Most people tend assume cardio exercises when talking about heart health. However, strength training is also an important component of a healthy lifestyle. The American Heart Association advises people to do strength training a few time per week. Studies have shown that this type of exercise can reduce a person’s risk of having strokes or a heart attack.
Studies also show that strength training can help improve a person’s lean body mass and improve their cardiovascular fitness. Resistance training helps nourish the body and improve blood flow to the organs. It can help lower blood pressure and increase metabolism, which helps burn more calories.
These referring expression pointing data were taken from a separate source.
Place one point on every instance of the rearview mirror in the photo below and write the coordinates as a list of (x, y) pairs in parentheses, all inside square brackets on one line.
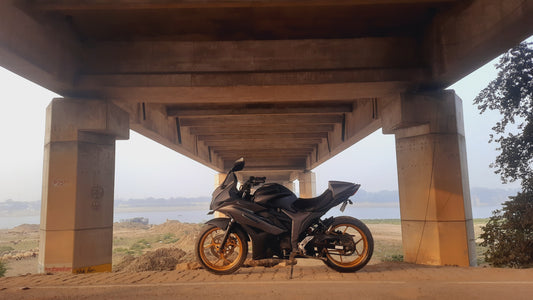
[(239, 165)]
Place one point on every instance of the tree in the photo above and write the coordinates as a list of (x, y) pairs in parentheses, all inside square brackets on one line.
[(511, 93), (508, 234)]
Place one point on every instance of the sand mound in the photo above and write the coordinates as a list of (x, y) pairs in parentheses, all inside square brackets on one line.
[(26, 228), (186, 233), (162, 259)]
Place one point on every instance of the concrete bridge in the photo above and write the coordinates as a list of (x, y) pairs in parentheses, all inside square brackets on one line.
[(287, 84)]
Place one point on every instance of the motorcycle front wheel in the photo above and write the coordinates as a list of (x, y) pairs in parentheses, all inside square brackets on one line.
[(227, 261), (356, 255)]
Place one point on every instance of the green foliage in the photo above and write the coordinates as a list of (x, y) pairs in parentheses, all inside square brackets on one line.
[(511, 93), (508, 236), (3, 268)]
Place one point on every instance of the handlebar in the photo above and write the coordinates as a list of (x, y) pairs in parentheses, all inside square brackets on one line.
[(245, 190), (256, 180)]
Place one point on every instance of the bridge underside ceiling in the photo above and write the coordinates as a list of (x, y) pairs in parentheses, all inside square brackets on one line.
[(285, 83)]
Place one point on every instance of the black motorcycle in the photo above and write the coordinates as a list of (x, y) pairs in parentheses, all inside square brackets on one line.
[(279, 224)]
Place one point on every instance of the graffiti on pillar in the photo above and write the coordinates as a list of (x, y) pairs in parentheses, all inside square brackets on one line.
[(59, 182), (97, 193)]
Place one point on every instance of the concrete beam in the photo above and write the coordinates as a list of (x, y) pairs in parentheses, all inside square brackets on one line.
[(249, 77), (215, 121), (250, 130), (356, 125), (256, 94), (244, 136), (465, 38), (66, 5), (46, 55), (151, 121), (186, 58), (258, 109)]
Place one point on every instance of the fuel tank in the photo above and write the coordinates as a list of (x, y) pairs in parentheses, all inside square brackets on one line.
[(274, 195)]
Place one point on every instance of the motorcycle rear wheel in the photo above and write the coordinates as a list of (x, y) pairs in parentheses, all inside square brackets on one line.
[(345, 260), (221, 262)]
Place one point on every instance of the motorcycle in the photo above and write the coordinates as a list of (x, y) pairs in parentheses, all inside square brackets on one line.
[(280, 225)]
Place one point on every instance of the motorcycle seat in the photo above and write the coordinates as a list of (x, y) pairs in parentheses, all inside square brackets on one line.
[(314, 204)]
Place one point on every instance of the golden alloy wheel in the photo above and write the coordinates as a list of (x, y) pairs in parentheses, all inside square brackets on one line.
[(216, 260), (353, 257)]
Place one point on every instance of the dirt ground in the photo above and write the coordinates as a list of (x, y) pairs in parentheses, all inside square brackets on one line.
[(388, 280), (384, 278)]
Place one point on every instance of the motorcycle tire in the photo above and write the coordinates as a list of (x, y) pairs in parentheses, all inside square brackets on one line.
[(221, 262), (352, 261)]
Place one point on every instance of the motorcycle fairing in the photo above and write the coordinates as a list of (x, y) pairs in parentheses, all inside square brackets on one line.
[(246, 213)]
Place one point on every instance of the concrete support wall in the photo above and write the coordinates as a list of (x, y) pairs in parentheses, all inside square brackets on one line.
[(76, 232), (435, 206), (307, 184)]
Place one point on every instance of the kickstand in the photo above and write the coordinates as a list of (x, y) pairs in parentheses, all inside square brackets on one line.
[(292, 261)]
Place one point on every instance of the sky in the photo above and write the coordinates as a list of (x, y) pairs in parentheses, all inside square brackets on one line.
[(147, 169)]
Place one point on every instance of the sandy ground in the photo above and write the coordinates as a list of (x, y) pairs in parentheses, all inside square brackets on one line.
[(311, 281)]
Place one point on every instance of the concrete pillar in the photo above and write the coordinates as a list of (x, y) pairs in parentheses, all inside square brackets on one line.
[(435, 206), (76, 232), (307, 184)]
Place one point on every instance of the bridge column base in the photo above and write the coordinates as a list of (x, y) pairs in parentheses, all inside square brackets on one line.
[(76, 231), (436, 212)]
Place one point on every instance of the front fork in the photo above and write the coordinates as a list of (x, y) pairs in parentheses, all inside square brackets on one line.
[(226, 236)]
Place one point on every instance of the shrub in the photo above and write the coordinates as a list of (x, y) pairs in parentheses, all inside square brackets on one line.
[(508, 234)]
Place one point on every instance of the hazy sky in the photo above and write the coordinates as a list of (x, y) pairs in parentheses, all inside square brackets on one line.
[(147, 169)]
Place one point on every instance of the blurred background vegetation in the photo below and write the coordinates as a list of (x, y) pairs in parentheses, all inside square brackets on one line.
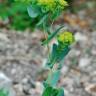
[(14, 16)]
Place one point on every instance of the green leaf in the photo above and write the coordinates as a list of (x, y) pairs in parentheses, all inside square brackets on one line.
[(32, 11), (53, 55), (51, 91), (42, 20), (60, 92), (53, 78), (47, 91), (63, 53), (52, 35)]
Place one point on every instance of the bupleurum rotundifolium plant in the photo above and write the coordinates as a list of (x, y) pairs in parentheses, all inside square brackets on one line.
[(46, 11)]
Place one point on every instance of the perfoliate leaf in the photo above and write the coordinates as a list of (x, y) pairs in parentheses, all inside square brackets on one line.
[(47, 91), (32, 11), (52, 35), (43, 19), (63, 53), (60, 92), (53, 78)]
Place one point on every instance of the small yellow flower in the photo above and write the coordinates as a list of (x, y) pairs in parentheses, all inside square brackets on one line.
[(63, 3), (66, 38), (47, 4)]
One Month Training Plan for Heart Health and Strength Training
This month’s exercise plan is focused on strength training to increase your heart strength. It consists of three sessions a week, broken up into three 30-minute periods. Ideally, aim for 30 minutes of moderate-intensity exercise each week.
This can be done anywhere, such as walking, swimming or playing sports. The first two weeks of the month will focus on mastering this form of exercise with various workouts for your whole body.
Upper Body Workouts
The exercises in this section are designed to strengthen the shoulders, chest and back muscles while helping to open up the upper region as well. To perform these exercises, start with a set of dumbbells and follow a 10-rep cycle.
Lower Body Workouts
The lower body circuit exercises are helpful in increasing the muscles responsible for burning fat. Doing the same exercises with little impact on the joints helps minimize joint pain.
Combined Workouts
In Week 3, we’ll combine the upper and lower body for an intense and efficient exercise. The one-arm overhead press is a great way to combine the two bodies. To perform this exercise, start with a set of weights and then press both your right and left arm into an overhead press.
Steptoe climbers are also performed with weights. Bending the knees to perform a lunge while holding the weights. Consider trying the goddess pose. While holding the weights down in the start position, bend the knees and extend the arms toward the sky as you bend the ankles. Repeat this move 10 times.